To truly take advantage of the 8 cores I think that we'll need the following:

Drives Purpose
1/2 (R0) System Disk
1/2 (R0) Program Files
1/2 (R0) User Data
1/2 (R0) User application data (My Documents, Music, Etc.)

These are all areas that are accessed very frequently and demand a high level of I/O. The nvidia chipset has a large number of SATA slots, and it's possible that the designers were thinking that it would be wise to use them all. I can see now, why this is the case.

This is likely overkill - you could probably get away with using 2 of the 4 sets. But if you need and use Virtual Machines a 3rd or 4th set is not out of the question.

I suspect there would be performance boost, but I'm not entirely sure how we'd go about measuring this.

Just food for thought.

L1N64-SLI WS Ethernet DOA Part 2

Well, it seems that the Ethernet DOA - was not.

Apparently the firmware for my motherboard was not properly initalized leaving the MAC address for the Ethernet in it's default (and invalid) state.

I found through the helpful advice of another reader that setting the MAC address manually in Vista allowed me to use the on-board ethernet. Whoo!

I was quite happy about this and immediately did some benchmarking with a server on my network that has a RAID 0 disk and a GbE controller. The result under Vista was an astonishing 92 MB/sec - very close to the benchmarked maximum read speed of my disks.

Apparently there is another ASUS BIOS update out there or possibly still in beta that will allow you to write the MAC address value directly to the firmware. However because setting the address manually worked I have not invested much time in exploring BIOS updates.

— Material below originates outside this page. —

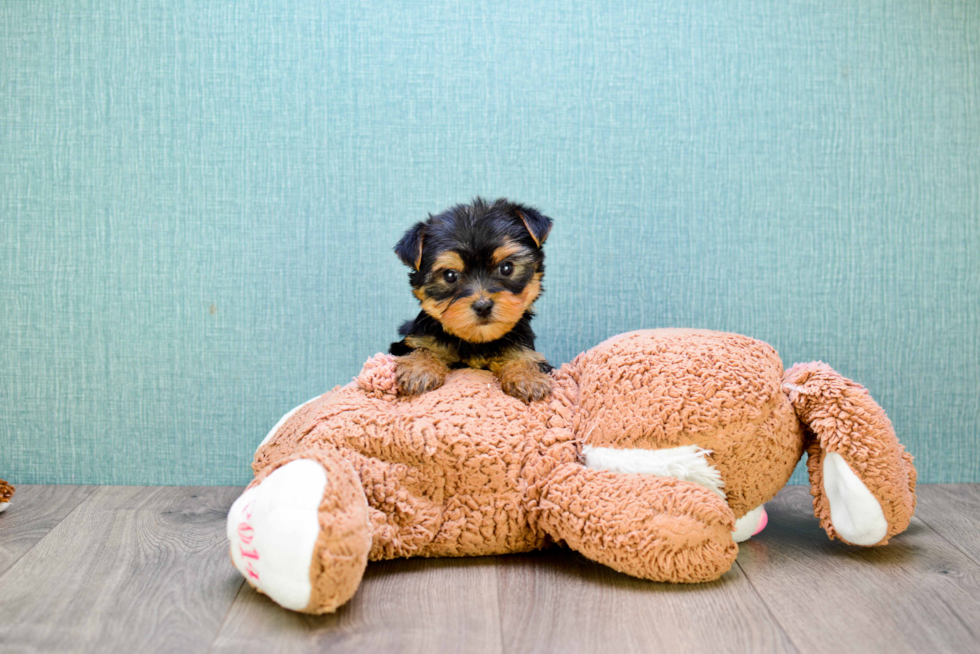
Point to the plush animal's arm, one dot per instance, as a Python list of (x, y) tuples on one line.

Of course there is a caveat - I found that running the same transfer 12 hours later yielded performance in the 18 - 24 MB/s range. I guess the dynamic TCP windowing capability of Vista is not that smart :(

My guess is that if 99% of your traffic is internet based then the window function will tend towards a much smaller MTU, and the advantatges of the large MTU will be lost over the local LAN. This is of course speculation - but the likelyhood that the dynamic windowing function is unaware of the context of the transmission (local LAN vs. WAN) is quite likely given where it would sit on the network stack to do it's job.

Bottom line: reboot for multi GB transfers over GbE.

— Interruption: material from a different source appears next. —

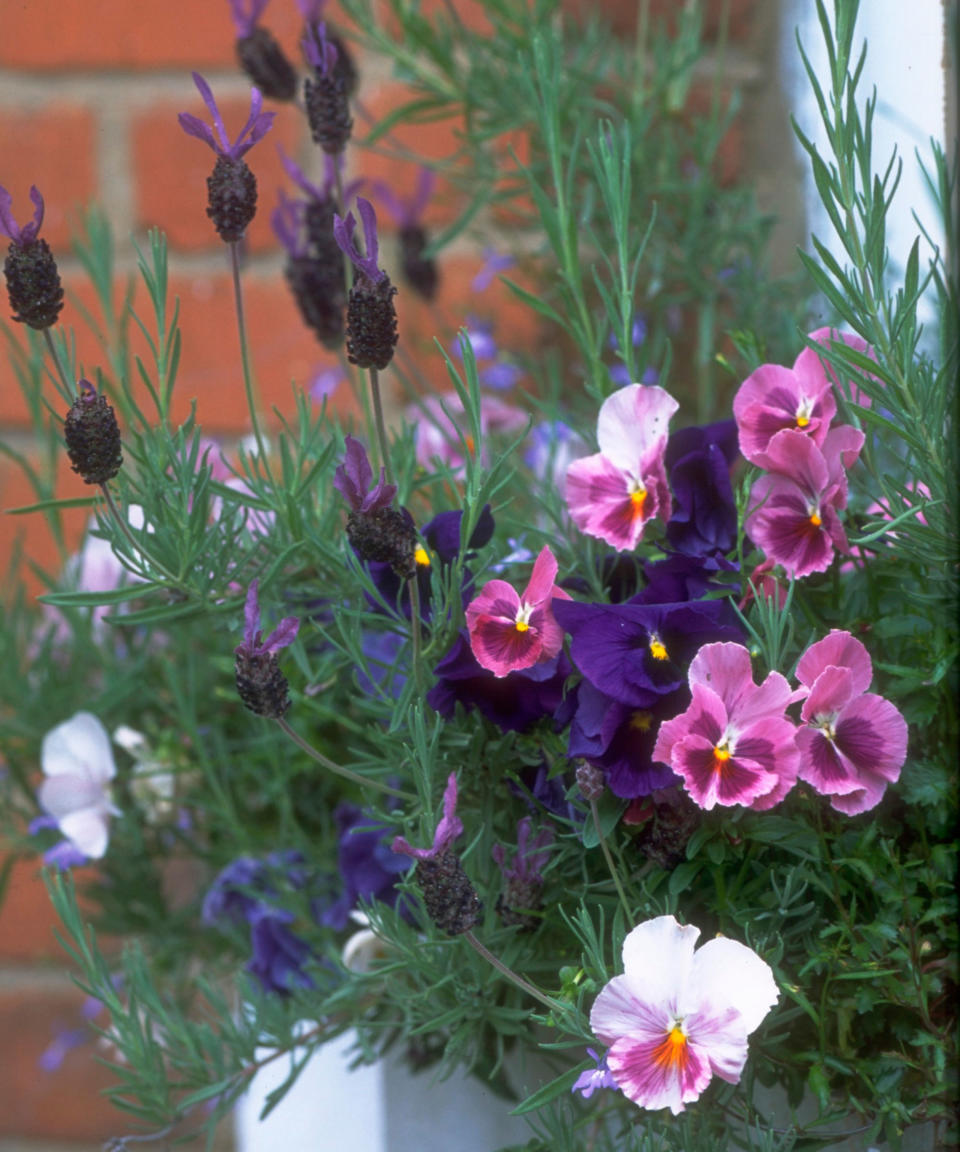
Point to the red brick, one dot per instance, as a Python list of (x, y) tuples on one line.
[(398, 157), (171, 169), (622, 15), (54, 145), (118, 33), (61, 1105)]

An interesting note however is that there is a very noticeable difference between my onboard card vs. netgear card. The onboard completely outpaced the netgear card even after rebooting and retrying the transfers.

Still here

To answer a readers question: we're still up and running. I've been running around quite a bit lately and it hasn't involved spending a lot of QT with my 4x4.

As we get closer to the AMD launch I'll be providing some details on AMD's support for the upcoming Barcelona platform as well as the new R600.

When the time comes we'll be documenting the upgrade from the FX-70 to the new Barcelona chips.

Believe it or not, I'll be needing the CPU!